Take the Nerf turbo football, for instance.  It was black and pink and had aerodynamic grooves that were supposed to help you throw a perfect spiral all the way around the world, or at least according to the commercial.  I didn’t expect to be able to throw it that far, but I did expect it to improve my spiral.  Alas, it didn’t–to this day, my football throws still look like shot ducks.

The Orbi, on the other hand, was one of those rare toys that lived up to its potential.  It came out in the late 1980s and was a heavy rubber orange ball with plastic “wings” that had two ribboned flags on their ends.  You grabbed the ribbons, swung it around, and then flung it through the air.  It sounds like it was based on some sort of medieval weapon.  But, you know, neon colored.

Anyway, I don’t know who manufactured the toy because the only evidence I’ve ever found aside from the occasional Yahoo Answers post of someone looking for one is this commercial on YouTube (seriously, I can’t even find it on eBay) …

I realize that everyone in the ad looks like an extra from an Eighties fraternity movie or a student at Degrassi High, but when I was 10, I wasn’t really paying much attention to physique of the guy on roller skates swinging two Orbis.  I was focused on how far the thing seemed to go.  And much like a couple of people I was in elementary school with, I wanted and eventually got one, probably for Christmas or my birthday — unfortunately, my memory’s a little fuzzy on this.
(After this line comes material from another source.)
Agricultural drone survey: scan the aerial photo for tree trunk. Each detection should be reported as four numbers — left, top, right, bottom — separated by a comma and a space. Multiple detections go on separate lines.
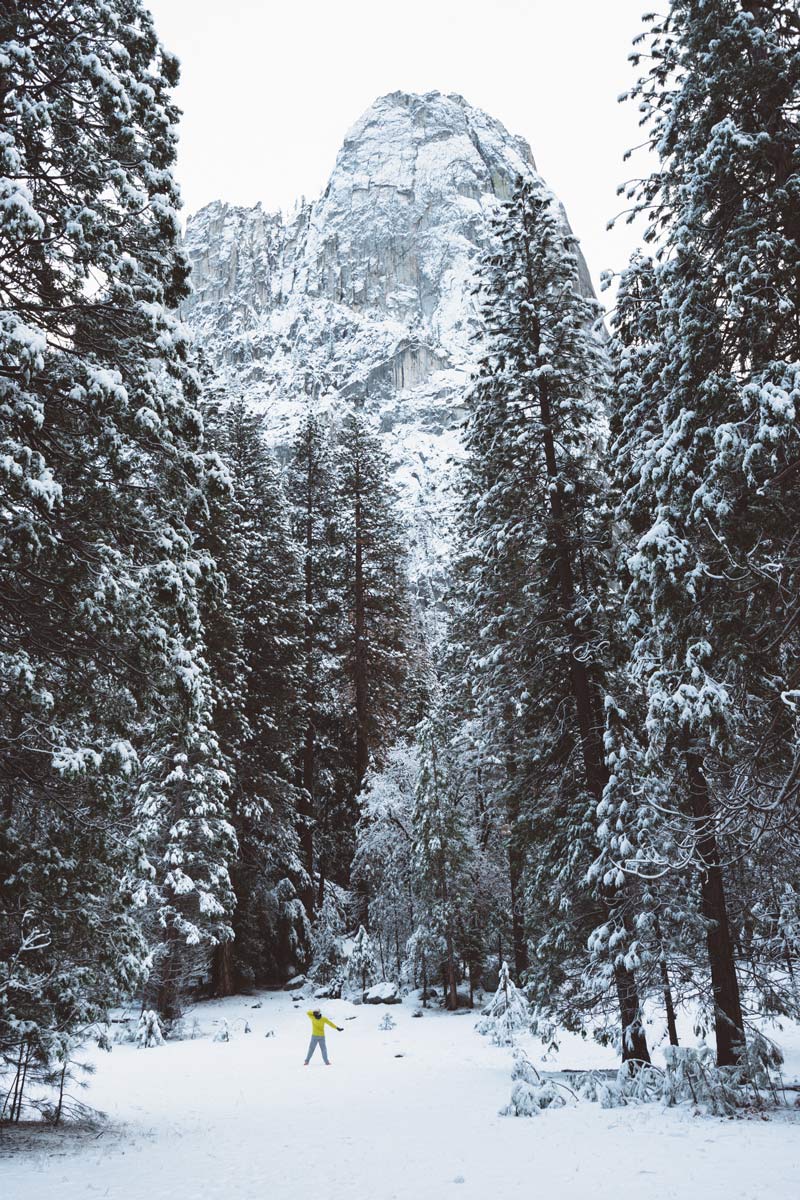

Like I said, the Orbi worked as well as it was supposed to, mainly because the orange ball was solid rubber and therefore heavier than most rocks.  I am sure that if I had ever aimed my Orbi at a car, I would have been able to put a nice dent in the door.  Fortunately for the drivers of Candee Avenue, I was not a destructive kid (and even if I was, my aim was shit).

My friends and I played with the Orbi in three phases.  First, we actually played catch, but in the street in front of our houses, not on the sandy beaches of the Great South Bay or with our fresh-faced, high-school-aged girlfriends.  My neighbor, Matt, and a few other guys and I, would stand at one end of our neighborhood while someone else stood at the other and chucked the ball down the street as far as possible.  Most of the time he easily cleared three houses and we all ran after it so we could be the next person to wing it back.

Unless, that is, the Orbi got caught in a tree.  If it did, this meant a second phase of play: using someone else’s Orbi to get your Orbi to fall out.  Because it wouldn’t get caught in a low branch that you reach by jumping or climbing.  No, this thing would get its ribbons stuck in the highest branch on the highest tree, which meant that you spent at least three hours chucking the other Orbi at it, hoping a lucky shot would loosen the ribbons enough to send the ball to the ground.  Most of the time, however, this was abandoned in favor of letting the Orbi fall out on its own.

The ribbons were the first thing to go anyway.  Like many toys of my childhood, the Orbi found its way into a “storage pile” (read: crap in the corner of the garage) with the ribbons shredded and at least one of the plastic rings broken.  It had its last gasp of glory sometime in my early junior high days when it was used in a few backyard baseball games and disappeared after being hit with an aluminum bat.

What’s amazing to me is that the Orbi never really took off, and that very few people tend to remember it whereas toys like the Pogo Ball and Skip-It have fond places in the memory banks of children of the 1980s.  Then again, not everything does.

One comment

  1. The theme song popped into my head this morning as random memories tend to do. I’m so glad you talked about it AND had a commercial for it. And I too remember the Pogo Ball and Skip it.